Sánchez Brea María Luisa, Barreira Rodríguez Noelia, Mosquera González Antonio, Evans Katharine, Pena-Verdeal Hugo
VARPA Group, Department of Computer Science, University of A Coruna, A Coruna, Spain.
Artificial Vision Group, Department of Electronics and Computer Science, University of Santiago de Compostela, Santiago de Compostela, Spain.
Comput Math Methods Med. 2016;2016:3695014. doi: 10.1155/2016/3695014. Epub 2016 Dec 19.
Conjunctival hyperemia or conjunctival redness is a symptom that can be associated with a broad group of ocular diseases. Its levels of severity are represented by standard photographic charts that are visually compared with the patient's eye. This way, the hyperemia diagnosis becomes a nonrepeatable task that depends on the experience of the grader. To solve this problem, we have proposed a computer-aided methodology that comprises three main stages: the segmentation of the conjunctiva, the extraction of features in this region based on colour and the presence of blood vessels, and, finally, the transformation of these features into grading scale values by means of regression techniques. However, the conjunctival segmentation can be slightly inaccurate mainly due to illumination issues. In this work, we analyse the relevance of different features with respect to their location within the conjunctiva in order to delimit a reliable region of interest for the grading. The results show that the automatic procedure behaves like an expert using only a limited region of interest within the conjunctiva.
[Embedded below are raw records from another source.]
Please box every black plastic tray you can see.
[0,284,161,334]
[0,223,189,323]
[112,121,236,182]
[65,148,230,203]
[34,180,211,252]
结膜充血或结膜发红是一种可与多种眼部疾病相关的症状。其严重程度通过标准摄影图表来表示,这些图表通过视觉与患者的眼睛进行比较。这样,充血诊断就成为一项依赖于分级者经验的不可重复的任务。为了解决这个问题,我们提出了一种计算机辅助方法,该方法包括三个主要阶段:结膜分割、基于颜色和血管存在情况在该区域提取特征,以及最后通过回归技术将这些特征转换为分级量表值。然而,结膜分割可能会稍有不准确,主要是由于光照问题。在这项工作中,我们分析了不同特征相对于它们在结膜内位置的相关性,以便为分级划定一个可靠的感兴趣区域。结果表明,自动程序仅使用结膜内有限的感兴趣区域就能像专家一样发挥作用。